WASHINGTON, DC – In July 2012, while addressing bankers in London, European Central Bank President Mario Draghi likened the euro to the bumblebee. “This is a mystery of nature, because it shouldn’t fly but instead it does. So the euro was a bumblebee that flew very well for several years.” But “something must have changed.” So the “bumblebee would have to graduate to a real bee. And that’s what it’s doing.”
Actually, for scientists, there has never been any mystery about how bumblebees can fly: they beat their wings about 200 times per second. They cannot possibly do this by flexing their muscles, but only by vibrating them. Think of the forces generated by a waving wand, and contrast them with those generated by a vibrating fork. The subtler force is much stronger.
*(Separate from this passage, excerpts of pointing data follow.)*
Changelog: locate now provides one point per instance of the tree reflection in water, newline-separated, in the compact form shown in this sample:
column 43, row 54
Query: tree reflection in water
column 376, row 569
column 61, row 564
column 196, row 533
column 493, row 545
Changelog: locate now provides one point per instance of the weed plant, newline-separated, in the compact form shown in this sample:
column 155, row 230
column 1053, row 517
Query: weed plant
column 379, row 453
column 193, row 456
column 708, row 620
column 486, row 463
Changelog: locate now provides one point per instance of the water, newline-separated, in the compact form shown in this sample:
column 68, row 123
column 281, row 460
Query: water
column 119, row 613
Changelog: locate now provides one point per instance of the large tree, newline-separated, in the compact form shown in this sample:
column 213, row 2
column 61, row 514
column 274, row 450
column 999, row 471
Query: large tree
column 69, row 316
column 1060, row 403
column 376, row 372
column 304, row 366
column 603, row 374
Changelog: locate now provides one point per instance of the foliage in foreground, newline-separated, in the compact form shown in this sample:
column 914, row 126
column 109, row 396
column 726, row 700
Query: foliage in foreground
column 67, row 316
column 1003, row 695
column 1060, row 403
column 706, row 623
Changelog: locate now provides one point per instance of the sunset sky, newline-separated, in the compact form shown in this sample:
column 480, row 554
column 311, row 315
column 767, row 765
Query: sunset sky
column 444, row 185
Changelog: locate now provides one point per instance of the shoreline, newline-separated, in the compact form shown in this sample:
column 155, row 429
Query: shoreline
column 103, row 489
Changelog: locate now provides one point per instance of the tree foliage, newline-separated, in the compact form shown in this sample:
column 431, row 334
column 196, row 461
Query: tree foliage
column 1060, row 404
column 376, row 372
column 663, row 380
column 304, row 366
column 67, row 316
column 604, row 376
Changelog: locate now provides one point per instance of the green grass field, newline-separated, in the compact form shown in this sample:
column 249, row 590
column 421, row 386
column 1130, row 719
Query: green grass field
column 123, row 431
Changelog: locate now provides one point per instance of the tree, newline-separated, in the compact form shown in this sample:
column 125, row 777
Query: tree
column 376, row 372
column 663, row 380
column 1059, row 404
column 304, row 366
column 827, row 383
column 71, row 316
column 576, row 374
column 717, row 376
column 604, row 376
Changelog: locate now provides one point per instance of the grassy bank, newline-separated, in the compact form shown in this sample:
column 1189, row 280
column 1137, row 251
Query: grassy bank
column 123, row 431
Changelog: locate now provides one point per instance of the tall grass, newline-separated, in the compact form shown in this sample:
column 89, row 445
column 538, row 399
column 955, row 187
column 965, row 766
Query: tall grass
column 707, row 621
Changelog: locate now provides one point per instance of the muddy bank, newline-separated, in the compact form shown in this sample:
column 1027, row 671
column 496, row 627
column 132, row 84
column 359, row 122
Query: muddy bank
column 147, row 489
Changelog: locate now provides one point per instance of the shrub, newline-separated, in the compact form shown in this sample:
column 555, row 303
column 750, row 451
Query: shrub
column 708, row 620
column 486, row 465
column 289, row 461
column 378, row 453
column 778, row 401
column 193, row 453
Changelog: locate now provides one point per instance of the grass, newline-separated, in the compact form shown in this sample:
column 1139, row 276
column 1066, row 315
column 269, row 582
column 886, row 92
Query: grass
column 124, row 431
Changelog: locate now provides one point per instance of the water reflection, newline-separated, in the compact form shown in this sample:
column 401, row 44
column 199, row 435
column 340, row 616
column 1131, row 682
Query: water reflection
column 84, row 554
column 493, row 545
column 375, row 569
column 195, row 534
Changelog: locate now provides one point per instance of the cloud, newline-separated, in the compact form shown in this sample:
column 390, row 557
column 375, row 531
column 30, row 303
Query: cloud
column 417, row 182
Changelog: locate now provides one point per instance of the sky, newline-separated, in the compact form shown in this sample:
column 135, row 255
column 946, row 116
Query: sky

So, is the eurozone ready to vibrate, rather than flex? Three steady shifts have occurred in Europe over the last three years. Flexible fiscal rules and rigid monetary policies have given way to the opposite. The same has happened in the case of tight labor laws and looser financial regulations, while European surveillance and global emergency mechanisms have undergone a similar change.
These shifts are sensible, and they should be sustained. The first shift is overdue, and the reasons are not subtle. One of the euro’s main problems since its introduction in 1999 has been that almost every national treasury flouted the monetary union’s fiscal rules. By contrast, the ECB was a model of rectitude, and its discipline helped everyone. Inflation dropped sharply, especially in the poorest countries. In 1995, inflation rates in Portugal and Greece were about three times those of northern Europe’s economies; by 2008, they were the same.